= Chronica de gestis consulum Andegavorum =

A page from the manuscript BnF lat. 6218, containing the earliest and shortest copy of the Gesta. This passage concerns Count Geoffrey the Bearded.

The Chronica de gestis consulum Andegavorum ("Chronicle of the deeds of the consuls of Anjou"), or simply Gesta consulum Andegavorum, is a Latin history of the Ingelgerian dynasty of the county of Anjou written in the early 12th century, probably between 1106 and 1109, during the second reign of Count Fulk IV.

The Chronica survives in five different redactions represented by seven manuscripts. The text was revised and expanded several times in the 12th century, the last time in 1172 by John, a monk of Marmoutier près Tours. The Chronica often appears together in manuscripts with two other Angevin historical works, the Liber de compositione castri Ambaziae and Gesta Ambasiensium dominorum.

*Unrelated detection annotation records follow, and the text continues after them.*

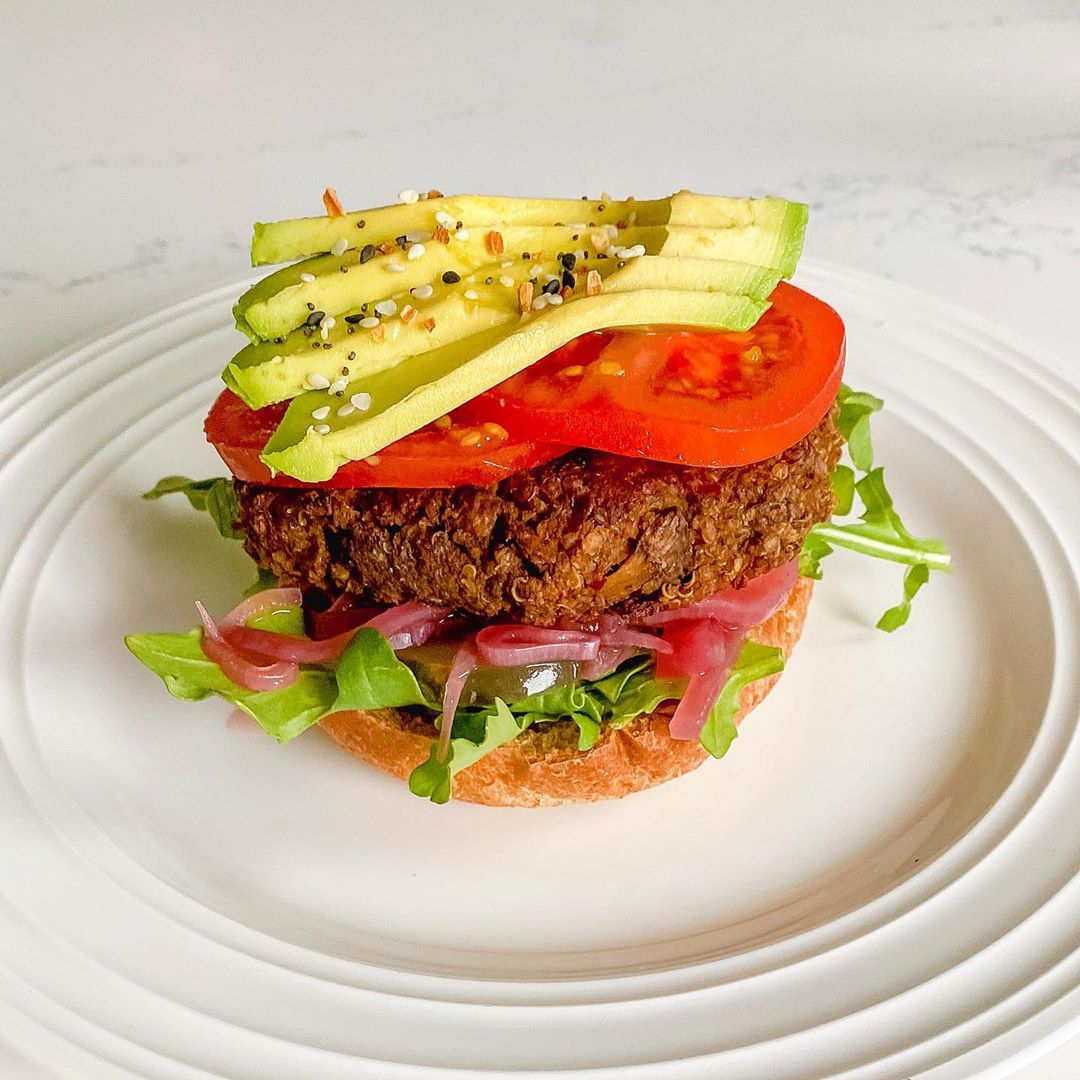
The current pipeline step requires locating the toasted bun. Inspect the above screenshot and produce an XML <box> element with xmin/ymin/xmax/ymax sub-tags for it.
<box><xmin>322</xmin><ymin>578</ymin><xmax>813</xmax><ymax>807</ymax></box>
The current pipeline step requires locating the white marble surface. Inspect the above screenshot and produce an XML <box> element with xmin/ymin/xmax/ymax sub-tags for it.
<box><xmin>0</xmin><ymin>0</ymin><xmax>1080</xmax><ymax>1080</ymax></box>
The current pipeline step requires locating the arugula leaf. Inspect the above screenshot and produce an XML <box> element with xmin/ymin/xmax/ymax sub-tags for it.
<box><xmin>877</xmin><ymin>563</ymin><xmax>930</xmax><ymax>634</ymax></box>
<box><xmin>330</xmin><ymin>627</ymin><xmax>437</xmax><ymax>713</ymax></box>
<box><xmin>701</xmin><ymin>639</ymin><xmax>784</xmax><ymax>757</ymax></box>
<box><xmin>836</xmin><ymin>383</ymin><xmax>885</xmax><ymax>473</ymax></box>
<box><xmin>408</xmin><ymin>698</ymin><xmax>528</xmax><ymax>802</ymax></box>
<box><xmin>143</xmin><ymin>476</ymin><xmax>243</xmax><ymax>540</ymax></box>
<box><xmin>810</xmin><ymin>468</ymin><xmax>953</xmax><ymax>572</ymax></box>
<box><xmin>828</xmin><ymin>465</ymin><xmax>855</xmax><ymax>516</ymax></box>
<box><xmin>124</xmin><ymin>630</ymin><xmax>336</xmax><ymax>743</ymax></box>
<box><xmin>799</xmin><ymin>386</ymin><xmax>953</xmax><ymax>633</ymax></box>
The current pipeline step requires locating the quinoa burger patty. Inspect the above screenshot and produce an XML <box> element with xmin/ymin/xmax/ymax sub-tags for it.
<box><xmin>235</xmin><ymin>414</ymin><xmax>841</xmax><ymax>625</ymax></box>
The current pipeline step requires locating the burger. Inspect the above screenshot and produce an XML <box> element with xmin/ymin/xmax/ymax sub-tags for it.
<box><xmin>126</xmin><ymin>189</ymin><xmax>949</xmax><ymax>807</ymax></box>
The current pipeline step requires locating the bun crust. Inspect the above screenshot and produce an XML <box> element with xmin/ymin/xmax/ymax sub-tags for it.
<box><xmin>321</xmin><ymin>578</ymin><xmax>813</xmax><ymax>807</ymax></box>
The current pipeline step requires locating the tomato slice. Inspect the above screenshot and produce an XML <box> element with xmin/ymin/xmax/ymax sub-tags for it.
<box><xmin>478</xmin><ymin>283</ymin><xmax>845</xmax><ymax>467</ymax></box>
<box><xmin>205</xmin><ymin>390</ymin><xmax>567</xmax><ymax>487</ymax></box>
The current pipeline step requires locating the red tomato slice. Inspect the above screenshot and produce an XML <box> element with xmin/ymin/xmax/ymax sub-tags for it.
<box><xmin>477</xmin><ymin>283</ymin><xmax>845</xmax><ymax>467</ymax></box>
<box><xmin>205</xmin><ymin>390</ymin><xmax>567</xmax><ymax>487</ymax></box>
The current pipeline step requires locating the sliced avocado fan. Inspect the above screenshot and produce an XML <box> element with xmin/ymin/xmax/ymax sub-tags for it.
<box><xmin>262</xmin><ymin>288</ymin><xmax>769</xmax><ymax>483</ymax></box>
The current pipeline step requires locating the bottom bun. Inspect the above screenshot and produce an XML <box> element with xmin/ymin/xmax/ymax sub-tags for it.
<box><xmin>322</xmin><ymin>578</ymin><xmax>813</xmax><ymax>807</ymax></box>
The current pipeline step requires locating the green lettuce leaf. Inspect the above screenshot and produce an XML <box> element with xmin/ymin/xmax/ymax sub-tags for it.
<box><xmin>332</xmin><ymin>627</ymin><xmax>438</xmax><ymax>713</ymax></box>
<box><xmin>701</xmin><ymin>639</ymin><xmax>784</xmax><ymax>757</ymax></box>
<box><xmin>124</xmin><ymin>630</ymin><xmax>337</xmax><ymax>743</ymax></box>
<box><xmin>143</xmin><ymin>476</ymin><xmax>243</xmax><ymax>540</ymax></box>
<box><xmin>408</xmin><ymin>698</ymin><xmax>528</xmax><ymax>802</ymax></box>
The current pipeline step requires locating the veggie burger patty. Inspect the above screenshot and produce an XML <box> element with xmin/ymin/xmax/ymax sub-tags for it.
<box><xmin>235</xmin><ymin>413</ymin><xmax>841</xmax><ymax>625</ymax></box>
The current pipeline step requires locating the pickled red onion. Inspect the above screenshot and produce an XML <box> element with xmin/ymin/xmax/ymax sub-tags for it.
<box><xmin>476</xmin><ymin>624</ymin><xmax>600</xmax><ymax>667</ymax></box>
<box><xmin>667</xmin><ymin>665</ymin><xmax>730</xmax><ymax>740</ymax></box>
<box><xmin>221</xmin><ymin>589</ymin><xmax>303</xmax><ymax>630</ymax></box>
<box><xmin>643</xmin><ymin>559</ymin><xmax>799</xmax><ymax>630</ymax></box>
<box><xmin>195</xmin><ymin>600</ymin><xmax>300</xmax><ymax>693</ymax></box>
<box><xmin>221</xmin><ymin>624</ymin><xmax>356</xmax><ymax>664</ymax></box>
<box><xmin>437</xmin><ymin>642</ymin><xmax>478</xmax><ymax>761</ymax></box>
<box><xmin>364</xmin><ymin>604</ymin><xmax>448</xmax><ymax>652</ymax></box>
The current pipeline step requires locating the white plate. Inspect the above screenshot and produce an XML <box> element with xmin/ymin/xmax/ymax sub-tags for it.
<box><xmin>0</xmin><ymin>265</ymin><xmax>1080</xmax><ymax>1080</ymax></box>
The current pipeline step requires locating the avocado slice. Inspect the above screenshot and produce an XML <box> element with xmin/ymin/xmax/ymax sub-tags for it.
<box><xmin>262</xmin><ymin>289</ymin><xmax>768</xmax><ymax>483</ymax></box>
<box><xmin>234</xmin><ymin>217</ymin><xmax>806</xmax><ymax>340</ymax></box>
<box><xmin>221</xmin><ymin>255</ymin><xmax>780</xmax><ymax>408</ymax></box>
<box><xmin>252</xmin><ymin>191</ymin><xmax>807</xmax><ymax>266</ymax></box>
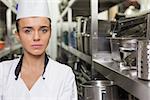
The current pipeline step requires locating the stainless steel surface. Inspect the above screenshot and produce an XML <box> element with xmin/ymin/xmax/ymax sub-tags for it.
<box><xmin>93</xmin><ymin>53</ymin><xmax>150</xmax><ymax>100</ymax></box>
<box><xmin>137</xmin><ymin>40</ymin><xmax>150</xmax><ymax>80</ymax></box>
<box><xmin>76</xmin><ymin>16</ymin><xmax>85</xmax><ymax>52</ymax></box>
<box><xmin>57</xmin><ymin>43</ymin><xmax>92</xmax><ymax>64</ymax></box>
<box><xmin>0</xmin><ymin>44</ymin><xmax>21</xmax><ymax>58</ymax></box>
<box><xmin>82</xmin><ymin>80</ymin><xmax>113</xmax><ymax>100</ymax></box>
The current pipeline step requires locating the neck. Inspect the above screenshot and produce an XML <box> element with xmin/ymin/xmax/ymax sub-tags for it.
<box><xmin>22</xmin><ymin>53</ymin><xmax>45</xmax><ymax>68</ymax></box>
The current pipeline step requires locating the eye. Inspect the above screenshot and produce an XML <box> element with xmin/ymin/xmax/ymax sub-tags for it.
<box><xmin>41</xmin><ymin>28</ymin><xmax>48</xmax><ymax>33</ymax></box>
<box><xmin>24</xmin><ymin>29</ymin><xmax>32</xmax><ymax>34</ymax></box>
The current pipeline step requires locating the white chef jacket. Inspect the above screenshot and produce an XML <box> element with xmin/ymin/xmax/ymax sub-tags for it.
<box><xmin>0</xmin><ymin>58</ymin><xmax>77</xmax><ymax>100</ymax></box>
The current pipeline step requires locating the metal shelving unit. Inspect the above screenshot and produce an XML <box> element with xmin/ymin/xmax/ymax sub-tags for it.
<box><xmin>93</xmin><ymin>53</ymin><xmax>150</xmax><ymax>100</ymax></box>
<box><xmin>57</xmin><ymin>43</ymin><xmax>92</xmax><ymax>64</ymax></box>
<box><xmin>0</xmin><ymin>44</ymin><xmax>21</xmax><ymax>58</ymax></box>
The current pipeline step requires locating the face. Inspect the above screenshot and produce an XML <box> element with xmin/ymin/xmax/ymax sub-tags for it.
<box><xmin>16</xmin><ymin>17</ymin><xmax>51</xmax><ymax>55</ymax></box>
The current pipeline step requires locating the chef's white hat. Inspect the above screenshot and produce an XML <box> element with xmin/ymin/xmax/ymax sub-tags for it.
<box><xmin>16</xmin><ymin>0</ymin><xmax>50</xmax><ymax>20</ymax></box>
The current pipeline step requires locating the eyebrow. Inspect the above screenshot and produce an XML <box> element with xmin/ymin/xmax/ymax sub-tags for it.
<box><xmin>22</xmin><ymin>26</ymin><xmax>33</xmax><ymax>29</ymax></box>
<box><xmin>22</xmin><ymin>26</ymin><xmax>49</xmax><ymax>29</ymax></box>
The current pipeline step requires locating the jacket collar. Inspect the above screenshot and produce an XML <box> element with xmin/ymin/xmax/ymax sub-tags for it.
<box><xmin>15</xmin><ymin>53</ymin><xmax>49</xmax><ymax>80</ymax></box>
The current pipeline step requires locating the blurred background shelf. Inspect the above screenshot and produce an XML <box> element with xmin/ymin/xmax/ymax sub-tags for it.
<box><xmin>0</xmin><ymin>44</ymin><xmax>21</xmax><ymax>58</ymax></box>
<box><xmin>57</xmin><ymin>43</ymin><xmax>92</xmax><ymax>64</ymax></box>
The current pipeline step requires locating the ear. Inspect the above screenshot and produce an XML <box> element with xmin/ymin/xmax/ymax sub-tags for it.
<box><xmin>15</xmin><ymin>30</ymin><xmax>20</xmax><ymax>42</ymax></box>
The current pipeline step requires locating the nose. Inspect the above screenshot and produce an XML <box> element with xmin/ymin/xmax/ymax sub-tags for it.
<box><xmin>33</xmin><ymin>32</ymin><xmax>40</xmax><ymax>41</ymax></box>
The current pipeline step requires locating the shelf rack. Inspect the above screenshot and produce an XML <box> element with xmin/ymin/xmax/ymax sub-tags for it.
<box><xmin>0</xmin><ymin>44</ymin><xmax>21</xmax><ymax>58</ymax></box>
<box><xmin>93</xmin><ymin>53</ymin><xmax>150</xmax><ymax>100</ymax></box>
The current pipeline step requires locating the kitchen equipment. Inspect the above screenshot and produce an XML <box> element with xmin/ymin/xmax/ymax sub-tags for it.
<box><xmin>82</xmin><ymin>80</ymin><xmax>117</xmax><ymax>100</ymax></box>
<box><xmin>137</xmin><ymin>40</ymin><xmax>150</xmax><ymax>80</ymax></box>
<box><xmin>137</xmin><ymin>0</ymin><xmax>150</xmax><ymax>11</ymax></box>
<box><xmin>110</xmin><ymin>38</ymin><xmax>137</xmax><ymax>69</ymax></box>
<box><xmin>76</xmin><ymin>16</ymin><xmax>85</xmax><ymax>52</ymax></box>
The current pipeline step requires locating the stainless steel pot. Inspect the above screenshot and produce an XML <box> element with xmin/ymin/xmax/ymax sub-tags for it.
<box><xmin>137</xmin><ymin>40</ymin><xmax>150</xmax><ymax>80</ymax></box>
<box><xmin>82</xmin><ymin>80</ymin><xmax>113</xmax><ymax>100</ymax></box>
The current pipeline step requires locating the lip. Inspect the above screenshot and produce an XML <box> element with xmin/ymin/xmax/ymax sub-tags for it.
<box><xmin>31</xmin><ymin>44</ymin><xmax>43</xmax><ymax>48</ymax></box>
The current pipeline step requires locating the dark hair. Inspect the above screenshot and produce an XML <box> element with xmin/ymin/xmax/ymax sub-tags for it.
<box><xmin>16</xmin><ymin>18</ymin><xmax>51</xmax><ymax>32</ymax></box>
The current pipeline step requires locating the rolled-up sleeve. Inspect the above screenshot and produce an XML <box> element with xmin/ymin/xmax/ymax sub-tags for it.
<box><xmin>60</xmin><ymin>68</ymin><xmax>78</xmax><ymax>100</ymax></box>
<box><xmin>0</xmin><ymin>63</ymin><xmax>3</xmax><ymax>100</ymax></box>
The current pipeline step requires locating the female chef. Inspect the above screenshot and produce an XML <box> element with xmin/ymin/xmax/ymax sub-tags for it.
<box><xmin>0</xmin><ymin>0</ymin><xmax>77</xmax><ymax>100</ymax></box>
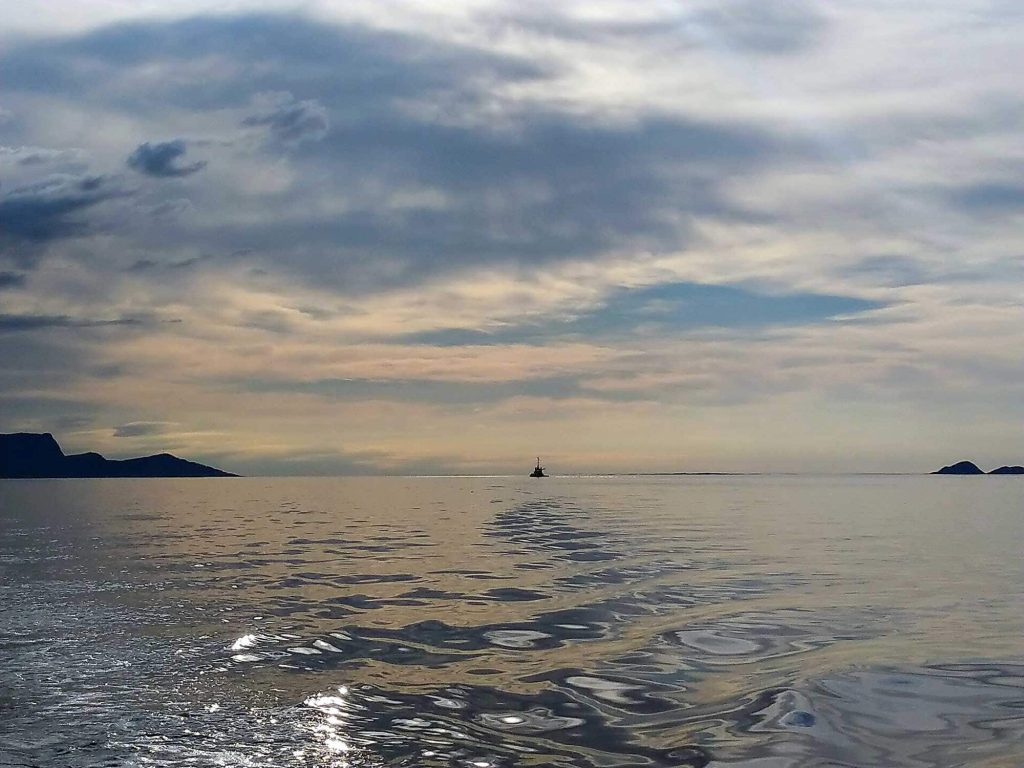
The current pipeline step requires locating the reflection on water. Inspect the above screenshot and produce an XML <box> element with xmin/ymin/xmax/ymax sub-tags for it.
<box><xmin>0</xmin><ymin>477</ymin><xmax>1024</xmax><ymax>768</ymax></box>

The Chronica consists of a series of biographies beginning with the supposed founder of the dynasty, Tertullus, who is not mentioned in any earlier source.

==Editions==

- "Chronica de gestis consulum Andegavorum", in Louis Halphen and René Poupardin, eds., Chronique des comtes d'Anjou et des seigneurs d'Amboise (Paris: Auguste Picard, 1913), pp. 25–73.
- "Chronica de gestis consulum Andegavorum", in Paul Marchegay and André Salmon, eds., Chroniques d'Anjou, Volume 1 (Cambridge University Press, 2010 [1856]), pp. 34–157.